Prototype humanoid robots at the Intelligent Robotics Laboratory in Osaka, Japan
There has been a lot of discussion about the rise of intelligent machines in the last year. Here are 4 recent books about the subject with a brief description of each.
Our Final Invention: Artificial Intelligence and the End of the Human Era, by James Barrat:
At the heart of filmmaker Barrat’s book is the prophecy of the British mathematician I.J. Good, a colleague of Alan Turing. Good reasoned that once machines become more intelligent than humans, then the machines would design other machines leading to an intelligence explosion that would leave humans far behind. Is this true? What Barrat finds is that almost half of experts in the field expect intelligent machines within 15 years, and a large majority expect them shortly thereafter. Barrett concludes that this intelligence explosion will lead almost immediately to the singularity, although we have no idea what these machines will do.
Eclipse of Man: Human Extinction and the Meaning of Progress, by Charles T Rubin:
The political philosopher Rubin’s book explores the roots of our desire to use technology to alter the human condition.
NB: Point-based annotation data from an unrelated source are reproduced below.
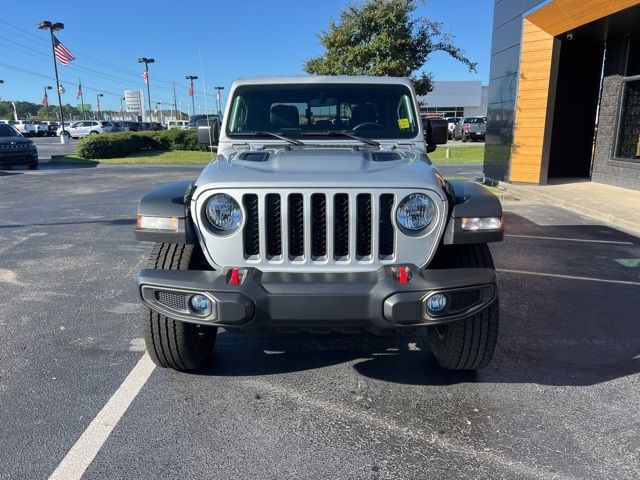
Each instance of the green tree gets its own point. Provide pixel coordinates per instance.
(384, 38)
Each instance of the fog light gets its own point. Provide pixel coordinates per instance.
(200, 304)
(437, 303)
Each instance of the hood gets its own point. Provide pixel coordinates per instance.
(320, 167)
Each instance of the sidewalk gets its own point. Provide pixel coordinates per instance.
(618, 206)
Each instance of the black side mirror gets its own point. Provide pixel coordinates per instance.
(437, 132)
(209, 134)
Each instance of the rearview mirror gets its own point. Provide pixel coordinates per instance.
(437, 131)
(208, 134)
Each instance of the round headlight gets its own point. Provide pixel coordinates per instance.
(416, 211)
(223, 212)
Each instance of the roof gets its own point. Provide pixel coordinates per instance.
(315, 79)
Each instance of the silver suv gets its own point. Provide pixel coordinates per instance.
(320, 212)
(87, 127)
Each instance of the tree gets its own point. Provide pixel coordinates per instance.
(382, 37)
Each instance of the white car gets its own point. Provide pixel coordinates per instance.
(85, 128)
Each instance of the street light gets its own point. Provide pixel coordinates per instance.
(146, 62)
(46, 100)
(219, 99)
(54, 27)
(98, 113)
(191, 78)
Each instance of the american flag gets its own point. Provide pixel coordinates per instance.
(63, 55)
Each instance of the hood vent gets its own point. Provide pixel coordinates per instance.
(385, 156)
(254, 156)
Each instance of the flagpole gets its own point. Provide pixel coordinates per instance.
(84, 115)
(57, 26)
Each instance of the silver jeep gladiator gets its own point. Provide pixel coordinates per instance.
(320, 212)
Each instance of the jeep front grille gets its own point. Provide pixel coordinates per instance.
(329, 230)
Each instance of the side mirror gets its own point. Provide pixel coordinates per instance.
(437, 131)
(208, 134)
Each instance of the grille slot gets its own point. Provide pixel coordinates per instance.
(251, 232)
(318, 226)
(363, 233)
(386, 237)
(341, 226)
(296, 226)
(274, 226)
(173, 300)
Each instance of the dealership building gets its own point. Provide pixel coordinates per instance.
(455, 99)
(564, 92)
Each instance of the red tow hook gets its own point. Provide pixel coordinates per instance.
(234, 279)
(403, 275)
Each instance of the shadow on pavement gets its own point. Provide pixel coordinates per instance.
(554, 331)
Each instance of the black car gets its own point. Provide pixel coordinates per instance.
(15, 149)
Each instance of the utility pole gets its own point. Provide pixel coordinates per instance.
(192, 93)
(54, 27)
(46, 100)
(175, 104)
(219, 99)
(145, 76)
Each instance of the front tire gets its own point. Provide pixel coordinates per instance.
(171, 343)
(467, 344)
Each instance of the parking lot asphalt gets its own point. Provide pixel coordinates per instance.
(559, 400)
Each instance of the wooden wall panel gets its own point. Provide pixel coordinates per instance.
(531, 104)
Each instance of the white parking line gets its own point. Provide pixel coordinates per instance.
(570, 239)
(568, 277)
(88, 445)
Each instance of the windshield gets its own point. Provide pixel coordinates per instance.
(374, 111)
(8, 131)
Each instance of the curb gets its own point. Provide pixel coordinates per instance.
(514, 192)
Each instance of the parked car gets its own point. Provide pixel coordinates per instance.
(25, 127)
(300, 224)
(87, 127)
(452, 126)
(471, 128)
(15, 149)
(181, 124)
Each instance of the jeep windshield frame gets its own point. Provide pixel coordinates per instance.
(318, 110)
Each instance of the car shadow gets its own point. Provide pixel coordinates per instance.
(554, 330)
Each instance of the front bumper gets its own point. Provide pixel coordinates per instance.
(374, 300)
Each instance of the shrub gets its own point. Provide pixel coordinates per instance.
(112, 145)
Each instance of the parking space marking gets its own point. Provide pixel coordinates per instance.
(74, 464)
(570, 239)
(411, 432)
(568, 277)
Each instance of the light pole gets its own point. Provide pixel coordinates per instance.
(219, 99)
(192, 92)
(54, 27)
(98, 112)
(45, 100)
(146, 62)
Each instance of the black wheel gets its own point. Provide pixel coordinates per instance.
(466, 344)
(171, 343)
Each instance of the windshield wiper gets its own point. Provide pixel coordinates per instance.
(345, 133)
(268, 134)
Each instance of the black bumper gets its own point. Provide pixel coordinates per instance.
(373, 300)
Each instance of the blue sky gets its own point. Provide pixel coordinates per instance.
(234, 39)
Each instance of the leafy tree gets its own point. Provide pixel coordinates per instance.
(382, 37)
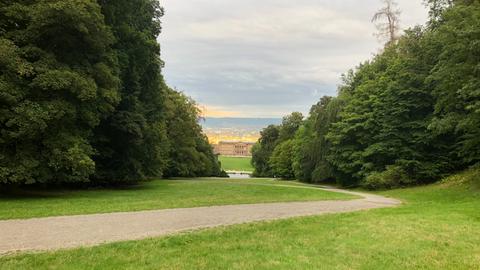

This urge has aided humans greatly in the past, but Rubin believes that technologically minded idealists think of humanity itself as a problem. This is a mistake, he believes, and allowing machines to make our decisions is problematic. Instead of improving us, our technology might supplant us. It will act as a hostile alien invader.
Smarter Than Us: The Rise of Machine Intelligence, by Stuart Armstrong:
Armstrong is a fellow of the Future of Humanity Institute at Oxford who has thought hard about how superintelligence could be made “friendly.” He argues that it would be difficult to communicate with alien beings that have computer minds. We might ask them to rid the planet of violence, and they would rid the planet of us! The point is that values are hard to explain since they are based on, among other things, common sense and unstated assumptions. To turn those values into programable code would be extraordinarily challenging, and to avoid catastrophe, we could not make mistakes.
In Our Own Image: Will Artificial Intelligence Save or Destroy Us?, by George Zarkadakis:
Most of our ideas about what it would be like to live with superintelligences comes from science fiction, says AI researcher George Zarkadakis. There is little doubt that science fiction stories and metaphors influence us, and as a result, we tend to anthropomorphize in order to make sense of our technology. We imagine robots like Schwarzenegger’s Terminator; we imagine them with human qualities. But intelligence machines won’t be human, they will not share our evolutionary history, or have brains like ours. So who knows their goals and value, or how they will regard humans. Perhaps they won’t need us.
All these books worry that intelligent machines might destroy us, if only inadvertently. Another problem is that many AI researchers aren’t trying to create friendly AIs, instead developing robots for war—unfriendly AIs. Surely things might go wrong if we create machines that kill humans. Thus all of these authors believe that we should be worried.